March 7th, 2006 | Considered to be Creative Writing

It was still dark outside when I woke to the sound of uncooperative screaming, apparently from the vocal chords of a man who will be occupying the room next to my own. Fresh meat, I thought to myself as I heard the heavy metal door close and the softest of thuds beating against it by his fists. They always did make this place rather good at drowning out impatient, disbelieving thumps of plea and every single one of us did it at least once during our first week here. We’re all in denial. At least, that’s what we’re told. What felt like forty-five minutes later, and I had drifted off back to sleep.

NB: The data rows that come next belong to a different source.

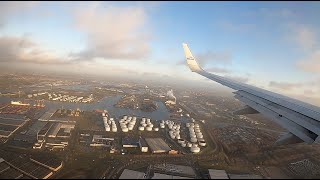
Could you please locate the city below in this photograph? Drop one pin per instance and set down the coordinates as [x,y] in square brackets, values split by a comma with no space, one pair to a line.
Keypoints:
[70,127]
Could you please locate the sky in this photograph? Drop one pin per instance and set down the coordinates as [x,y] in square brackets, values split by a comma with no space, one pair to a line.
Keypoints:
[272,45]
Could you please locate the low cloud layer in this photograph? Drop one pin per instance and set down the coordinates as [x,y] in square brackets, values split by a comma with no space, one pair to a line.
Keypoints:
[212,58]
[113,33]
[8,8]
[23,49]
[238,78]
[284,85]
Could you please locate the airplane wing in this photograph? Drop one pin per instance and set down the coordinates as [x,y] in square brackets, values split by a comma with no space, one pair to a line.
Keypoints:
[302,120]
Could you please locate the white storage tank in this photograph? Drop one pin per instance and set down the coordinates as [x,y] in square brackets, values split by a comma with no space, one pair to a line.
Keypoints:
[199,135]
[149,128]
[130,128]
[195,149]
[193,140]
[202,143]
[141,128]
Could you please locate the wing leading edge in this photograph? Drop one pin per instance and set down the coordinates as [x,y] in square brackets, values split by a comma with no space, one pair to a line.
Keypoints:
[302,120]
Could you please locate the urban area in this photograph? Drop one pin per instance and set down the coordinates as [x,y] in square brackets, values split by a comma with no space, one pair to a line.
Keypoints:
[74,127]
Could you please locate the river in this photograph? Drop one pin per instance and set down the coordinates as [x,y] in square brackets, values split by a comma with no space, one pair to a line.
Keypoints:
[105,103]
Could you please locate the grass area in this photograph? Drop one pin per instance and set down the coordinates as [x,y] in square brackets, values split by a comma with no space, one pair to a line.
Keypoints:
[83,166]
[90,121]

Early morning wake-up calls bothered me, and had ever since I arrived here. As soon as the sun broke in through the room window, the door would be flung open and commands shouted at you to get up. Today was my first day to see some educated psychiatrist; apparently she wanted to talk to me, mostly about why I was here; they tell me that I’m one of the interesting ones. I never know exactly what to make of that, but it makes me feel nervous, paranoid and as though I’m test guinea pig number 4375. Finally the time had come and a big, African-American stood in the doorway, ‘Come on, Caufie, it’s time to go.’

The office made me feel as though I was being judged, put on trial and criticised for everything that ever escapes from my mouth, for every look my eyes ever make on anything. Perhaps I wasn’t all that far from the truth – this woman was a psychiatrist after all. There I was, standing in my white gown they had given me; the one that matched everyone else’s and made us all appear as though we’re some kind of faction. The kind of gown that warned everyone of who we were before they even came ten feet of us, not that they’d ever let us see anyone, even if we wanted to see them or they, us.

Ushered to the seat that sat in front of her desk which held a name plaque of ‘Dr. Roxell’ she began asking me the formalities, the things she already knew but asked anyway. My name, age, how long I had been here, what my hobbies were, what habits I had and then finally she asked why I was here. To be honest, I wasn’t even sure where ‘here’ was or what I was doing here, and so my story began spilling from my lips, starting back exactly one week and one day ago, in my home near the woods. The house was bought purely on impulse, to be honest; there was something alluring about the thick tangle woods that loomed around the home and spreading so far that it began to fall pitch black within meters.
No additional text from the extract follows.